Damit sichergestellt wird, dass nur diejenigen Betroffenen an der Studie teilnehmen, die am wahrscheinlichsten davon profitieren, werden Sie von dem Studienarzt umfassend untersucht. Dieser Vorgang wird als Screening bezeichnet und findet, vor einer möglichen Studienteilnahme, in dem jeweiligen Studienzentrum statt. Dazu gehört auch ein Gespräch mit dem Studienarzt, welches Sie umfassend über die Studie aufklärt und Ihnen die Möglichkeit gibt, Fragen zu stellen. Je nach Studie sind zusätzliche Untersuchungen (z.B. Labor oder Ultraschall) notwendig, um zu bestimmen, ob Sie an der Studie teilnehmen können.

Es gibt verschiedene Gründe, an klinischen Studien teilzunehmen. Durch Ihre Teilnahme leisten Sie einen wertvollen Beitrag zur medizinischen Forschung. Sie erhalten Zugang zu neuartigen Behandlungsmethoden, die sich möglicherweise besser für Ihre Erkrankung eignen, als bisherige Ansätze. Darüber hinaus könnten Sie von der intensiven und individuellen medizinischen Betreuung in den Studienzentren profitieren. Die Teilnahme an einer klinischen Studie eröffnet vielen Betroffenen eine neue Perspektive, ihre gesundheitliche Situation verbessern zu können.

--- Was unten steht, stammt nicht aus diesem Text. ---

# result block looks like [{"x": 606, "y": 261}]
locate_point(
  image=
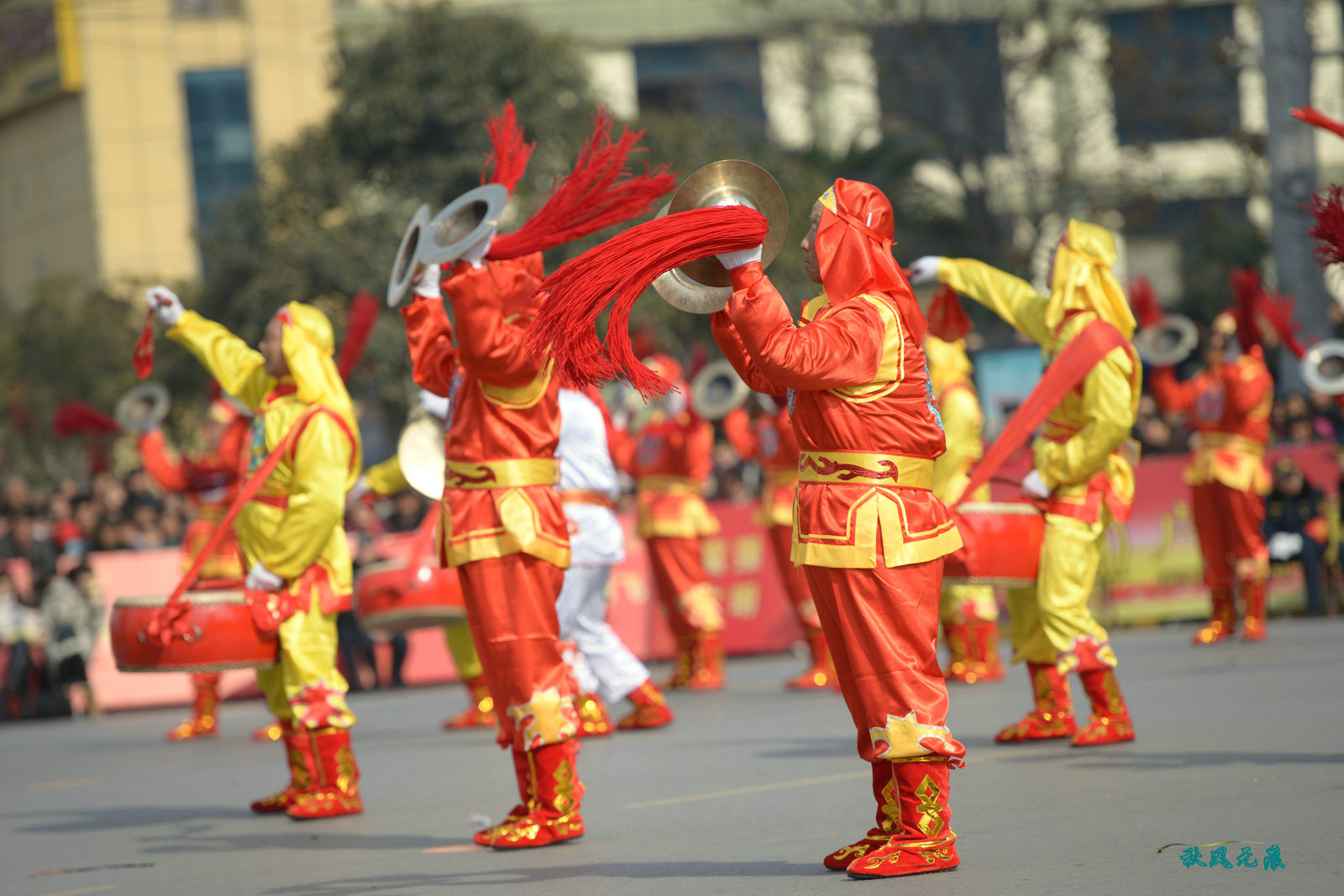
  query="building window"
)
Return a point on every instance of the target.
[
  {"x": 221, "y": 137},
  {"x": 711, "y": 78},
  {"x": 941, "y": 87},
  {"x": 1173, "y": 73}
]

Klinische Studien werden durchgeführt, weil noch nicht alle Einzelheiten über ein Medikament, medizinisches Gerät oder Verfahren bekannt sind. Es besteht die Möglichkeit, dass Sie nicht von der Studienteilnahme profitieren. Alle potenziellen Risiken werden vor Studienbeginn mit Ihnen ausführlich im Studienzentrum besprochen. So können Sie für sich den möglichen Nutzen sorgfältig gegen eventuelle Risiken abwägen. Sie können bei den Gesprächen so viele Fragen stellen, bis Sie sich sicher für oder gegen eine Teilnahme entscheiden können.

Sie können Ihre Teilnahme an einer klinischen Studie jederzeit und ohne Angabe von Gründen beenden.

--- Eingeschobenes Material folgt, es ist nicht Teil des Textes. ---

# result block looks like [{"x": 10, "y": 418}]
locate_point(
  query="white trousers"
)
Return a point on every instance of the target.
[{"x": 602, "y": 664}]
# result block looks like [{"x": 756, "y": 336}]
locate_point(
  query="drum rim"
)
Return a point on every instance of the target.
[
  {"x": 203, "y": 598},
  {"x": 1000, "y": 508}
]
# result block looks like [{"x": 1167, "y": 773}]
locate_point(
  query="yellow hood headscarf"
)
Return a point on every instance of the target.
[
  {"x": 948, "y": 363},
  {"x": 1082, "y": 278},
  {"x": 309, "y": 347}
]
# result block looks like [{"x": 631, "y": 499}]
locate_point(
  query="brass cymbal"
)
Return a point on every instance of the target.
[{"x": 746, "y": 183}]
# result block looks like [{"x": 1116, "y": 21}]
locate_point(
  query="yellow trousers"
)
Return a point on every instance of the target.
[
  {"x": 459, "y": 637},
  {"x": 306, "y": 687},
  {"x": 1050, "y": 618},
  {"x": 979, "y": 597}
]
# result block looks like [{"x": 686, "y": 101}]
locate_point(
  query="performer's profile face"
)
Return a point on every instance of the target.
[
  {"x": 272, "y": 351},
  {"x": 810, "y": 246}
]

Die bei der Studie gesammelten Informationen dürfen nur zu Forschungszwecken verwendet werden. Ihre Informationen werden in einer verschlüsselten Form gespeichert, die zu keiner Zeit einen Rückschluss auf Ihre Person erlaubt. Lediglich Ihr Studienarzt hat die Möglichkeit, die Informationen zu entschlüsseln. Falls die Studienergebnisse im Rahmen von Präsentationen oder Veröffentlichungen verwendet werden, werden Sie niemals namentlich erwähnt. Auch wird niemandem ohne Ihr schriftliches Einverständnis mitgeteilt, dass Sie an der Studie teilnehmen bzw. teilgenommen haben.